God invented sex. We display the unity He wants a man and a woman to possess, when sexual intercourse takes place.  The intimacy felt  in the sexual act is more than just a physical reaction to pleasure. It is a bond that cuts to heart of our soul. “One Flesh!”, Jesus said.  That is what marriage was created to be.

Now this One Flesh concepts relates to more than just sex. We are to have an intimacy that transcends the physical.  H. Norman Wright told of an incident told him by a counselee:

“Phil, a man in his thirties, had been under intense pressure and stress for several weeks. His new job was a disaster because delays and unreasonable demands from his supervisor were wearing him down. Added to this, Phil and his wife had moved 2,000 miles away from home to take this job, and both sets of parents continued to express their displeasure over the move.

On one particular day everything was going wrong at work. On top of work problems, Phil’s parents called him at work to dump on him about abandoning them. And as he was walking out at quitting time, his supervisor informed him that he would have to work on Saturday.  When Phil arrived home he was totally dejected. His nonverbal signals screamed discouragement. He told me later, “I felt shattered, discouraged, and unable to please anyone.” He immediately headed for his chair and slumped into it in silence.

When Phil’s wife came into the room she could read his signals and knew it had not been a good day. Phil explained, “Eileen just came over to me and stood behind me, gently stroking my hair and massaging my stooped shoulders. All she said was, “Would you like dinner now or later:” and “Would you like to talk about it or not?” Her sensitivity, her touch, her willingness to give me freedom to talk or not talk encouraged me so much. I didn’t feel all alone anymore. I knew I had someone who would stand by me even in my discouragement. I felt blessed. In fact, I know I am blessed in having such a wife.”

Wow! That’s being one…  feeling what the other is going through and then knowing what to do to encourage them… sharing each others burdens as well as joys.

Married?  Going through a rough patch?  Get back to basics.  Leave and cleave.  That’s the prescription Dr.
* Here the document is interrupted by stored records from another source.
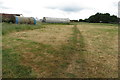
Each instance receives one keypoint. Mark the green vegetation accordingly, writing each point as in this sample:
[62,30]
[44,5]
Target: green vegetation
[8,28]
[87,53]
[101,18]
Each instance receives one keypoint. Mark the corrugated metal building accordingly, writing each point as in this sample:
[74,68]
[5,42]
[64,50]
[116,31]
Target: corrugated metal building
[9,17]
[55,20]
[25,20]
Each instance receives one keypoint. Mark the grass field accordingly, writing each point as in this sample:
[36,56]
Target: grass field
[75,50]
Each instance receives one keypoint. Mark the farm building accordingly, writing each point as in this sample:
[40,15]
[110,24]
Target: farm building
[25,20]
[55,20]
[9,17]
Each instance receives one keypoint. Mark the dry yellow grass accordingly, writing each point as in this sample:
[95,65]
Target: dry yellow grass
[101,44]
[52,35]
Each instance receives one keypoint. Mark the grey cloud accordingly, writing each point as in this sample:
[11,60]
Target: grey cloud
[2,6]
[68,8]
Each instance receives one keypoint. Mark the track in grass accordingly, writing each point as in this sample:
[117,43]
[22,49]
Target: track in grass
[61,51]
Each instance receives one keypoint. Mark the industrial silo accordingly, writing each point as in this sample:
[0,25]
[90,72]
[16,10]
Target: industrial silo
[25,20]
[55,20]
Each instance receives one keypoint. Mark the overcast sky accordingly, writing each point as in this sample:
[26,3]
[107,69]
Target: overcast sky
[73,9]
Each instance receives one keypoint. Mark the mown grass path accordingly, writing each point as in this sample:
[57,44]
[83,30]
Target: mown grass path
[61,51]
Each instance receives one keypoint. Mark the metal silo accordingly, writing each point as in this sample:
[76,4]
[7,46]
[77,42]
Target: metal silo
[25,20]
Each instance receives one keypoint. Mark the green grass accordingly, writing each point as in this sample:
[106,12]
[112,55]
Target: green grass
[8,28]
[28,59]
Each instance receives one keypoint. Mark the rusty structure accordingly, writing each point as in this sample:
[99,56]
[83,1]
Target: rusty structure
[9,17]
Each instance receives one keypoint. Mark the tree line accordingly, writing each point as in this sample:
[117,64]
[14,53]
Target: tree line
[101,18]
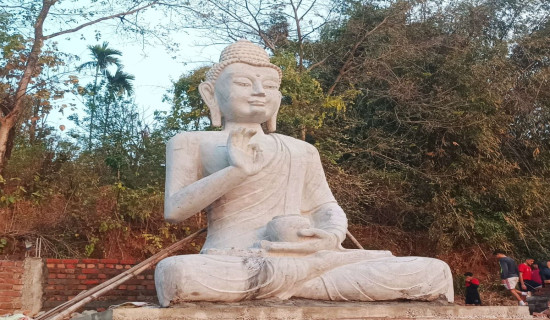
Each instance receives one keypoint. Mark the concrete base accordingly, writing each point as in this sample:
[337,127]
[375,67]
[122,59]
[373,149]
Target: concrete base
[307,309]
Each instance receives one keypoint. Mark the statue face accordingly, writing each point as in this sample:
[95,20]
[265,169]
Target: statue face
[248,94]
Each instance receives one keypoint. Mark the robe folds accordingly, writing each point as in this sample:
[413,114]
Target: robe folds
[231,266]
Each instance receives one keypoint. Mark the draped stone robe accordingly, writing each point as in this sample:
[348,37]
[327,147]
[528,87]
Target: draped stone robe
[231,267]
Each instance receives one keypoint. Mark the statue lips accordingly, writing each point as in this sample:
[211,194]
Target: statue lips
[257,103]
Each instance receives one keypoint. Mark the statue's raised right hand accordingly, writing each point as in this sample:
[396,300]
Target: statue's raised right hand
[244,155]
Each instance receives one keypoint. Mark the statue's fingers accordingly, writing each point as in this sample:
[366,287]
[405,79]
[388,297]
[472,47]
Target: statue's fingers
[233,137]
[255,150]
[259,156]
[264,244]
[307,232]
[250,133]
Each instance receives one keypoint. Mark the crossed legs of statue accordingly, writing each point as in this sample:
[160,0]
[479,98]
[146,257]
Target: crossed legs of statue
[327,275]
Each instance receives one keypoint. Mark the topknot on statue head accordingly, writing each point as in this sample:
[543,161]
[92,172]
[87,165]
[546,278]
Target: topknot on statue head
[242,51]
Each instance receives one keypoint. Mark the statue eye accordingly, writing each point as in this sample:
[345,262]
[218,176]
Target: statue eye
[242,84]
[270,85]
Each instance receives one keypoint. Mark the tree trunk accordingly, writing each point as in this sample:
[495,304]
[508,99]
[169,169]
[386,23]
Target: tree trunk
[8,120]
[7,127]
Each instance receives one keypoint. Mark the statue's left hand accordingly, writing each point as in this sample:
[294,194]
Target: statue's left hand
[312,240]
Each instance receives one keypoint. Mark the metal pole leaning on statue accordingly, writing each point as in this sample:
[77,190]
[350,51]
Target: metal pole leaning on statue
[64,310]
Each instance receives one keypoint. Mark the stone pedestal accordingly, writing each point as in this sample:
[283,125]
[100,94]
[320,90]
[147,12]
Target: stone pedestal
[306,309]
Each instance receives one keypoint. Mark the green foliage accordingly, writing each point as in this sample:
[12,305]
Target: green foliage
[188,112]
[305,105]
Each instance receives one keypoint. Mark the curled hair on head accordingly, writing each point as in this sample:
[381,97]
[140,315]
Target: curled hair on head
[242,51]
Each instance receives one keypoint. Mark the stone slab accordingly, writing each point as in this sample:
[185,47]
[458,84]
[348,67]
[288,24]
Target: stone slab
[313,310]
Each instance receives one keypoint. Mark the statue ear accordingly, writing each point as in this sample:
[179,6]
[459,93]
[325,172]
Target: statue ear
[206,89]
[272,122]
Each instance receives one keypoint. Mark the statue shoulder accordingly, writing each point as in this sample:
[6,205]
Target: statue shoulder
[298,144]
[189,138]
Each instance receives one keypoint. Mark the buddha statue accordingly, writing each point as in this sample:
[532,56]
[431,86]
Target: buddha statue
[274,228]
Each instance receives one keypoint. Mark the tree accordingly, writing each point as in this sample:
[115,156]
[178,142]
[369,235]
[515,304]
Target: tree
[103,57]
[40,16]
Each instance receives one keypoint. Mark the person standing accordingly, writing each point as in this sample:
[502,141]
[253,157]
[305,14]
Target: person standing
[536,274]
[526,277]
[509,274]
[472,294]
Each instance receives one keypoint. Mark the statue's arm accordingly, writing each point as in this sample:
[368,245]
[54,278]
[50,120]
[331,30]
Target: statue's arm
[187,191]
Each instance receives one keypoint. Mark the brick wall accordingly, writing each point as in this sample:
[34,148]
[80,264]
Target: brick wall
[11,284]
[66,278]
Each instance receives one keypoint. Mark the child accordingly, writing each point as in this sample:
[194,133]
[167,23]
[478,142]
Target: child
[472,295]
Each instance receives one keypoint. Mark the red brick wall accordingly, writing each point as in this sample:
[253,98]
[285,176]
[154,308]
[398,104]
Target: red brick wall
[66,278]
[11,284]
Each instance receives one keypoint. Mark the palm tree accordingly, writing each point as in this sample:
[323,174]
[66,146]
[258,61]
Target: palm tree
[102,58]
[117,85]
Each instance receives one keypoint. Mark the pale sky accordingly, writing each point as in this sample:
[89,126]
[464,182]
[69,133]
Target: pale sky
[154,69]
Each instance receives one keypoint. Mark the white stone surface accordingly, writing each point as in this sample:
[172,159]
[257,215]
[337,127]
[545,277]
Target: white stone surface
[274,227]
[308,310]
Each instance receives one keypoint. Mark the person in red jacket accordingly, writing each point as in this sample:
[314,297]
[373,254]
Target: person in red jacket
[472,295]
[526,276]
[536,274]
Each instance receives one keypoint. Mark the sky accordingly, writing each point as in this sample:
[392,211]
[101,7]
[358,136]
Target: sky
[153,67]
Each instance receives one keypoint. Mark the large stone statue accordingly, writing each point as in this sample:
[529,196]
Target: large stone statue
[274,227]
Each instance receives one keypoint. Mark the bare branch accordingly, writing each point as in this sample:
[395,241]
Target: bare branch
[99,20]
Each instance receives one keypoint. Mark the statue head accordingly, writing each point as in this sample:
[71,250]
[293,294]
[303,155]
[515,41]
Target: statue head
[243,86]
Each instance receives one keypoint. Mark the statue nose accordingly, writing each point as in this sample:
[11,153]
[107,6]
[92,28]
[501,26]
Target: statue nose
[258,90]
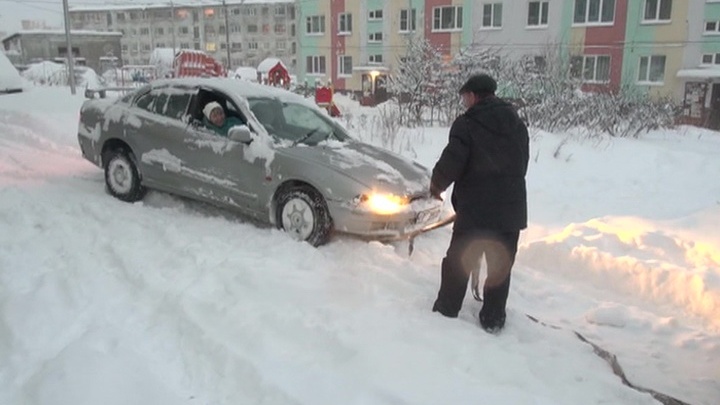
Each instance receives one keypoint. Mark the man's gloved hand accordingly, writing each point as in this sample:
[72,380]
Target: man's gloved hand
[435,192]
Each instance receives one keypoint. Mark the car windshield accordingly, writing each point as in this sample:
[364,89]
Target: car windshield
[295,122]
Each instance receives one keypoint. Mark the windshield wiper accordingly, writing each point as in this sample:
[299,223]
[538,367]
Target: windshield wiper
[306,136]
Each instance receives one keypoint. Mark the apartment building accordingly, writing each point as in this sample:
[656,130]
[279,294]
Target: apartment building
[256,29]
[355,44]
[655,46]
Jesus recommends and the road to health again.

The Gift of Repentance

James 4:7-10

It was a lonely stretch of road at the Nevada border.  I read the sign:  last stop for gas for 20 miles… so I pulled in.  I gased up, went in to get some food and then left.  I had just re-entered the freeway when it hit me.  I had forgotten to pay for the gas.  It was not a good place to have such a realization.  There was no way to turn around.  A deep gully lined each side of the narrow two lane highway I was on.  It was 20 miles before I could exit and return.  ARGH!  What I would have given for a place to turn around.

That is what repentance is… a place to turn around.  We rarely receive it as a gift, but God offers it to all those that find themselves on the road to self-destruction.  James commands:  “Submit yourselves… to God” and “draw near to God.”  And what will you find when you come to your senses and make the long journey back from the far country?  The wrath of God?  His rejection?  No.  “He will draw near to you.” 

Now this repentance always begins with a degree of pain.  James speaks of “changing laughter to mourning” and “joy to gloom.”  It doesn’t seem like the process is going to be all that fun.  But it isn’t the turning that’s pretty, the beauty is in what you travel back toward.

Mike Mason wrote:  “Repentance consists of two parts, but many people settle for only the first part.  Repentance means to turn, but many get stuck halfway.  The first part of repentance is to turn away with loathing from sin; the second part is to turn toward all the good things God offers in exchange.  Indeed it’s impossible to turn away from greed without turning toward generosity, to put aside lust without taking up love, or to escape bitterness without embracing celebration.  …  Many people grow tired of repenting because it doesn’t seem to make them happy.  Yet full repentance is a joyful act in itself.  If we’re not happy, we haven’t finished repenting.  The sign that we’ve repented well is happiness, as God consumes our sacrifice of sorrow and exchanges it for joy.  (Champagne for the Soul, pp. 17-18)

We humble ourselves before Him, and then that He lifts us up.  What a gift repentance is!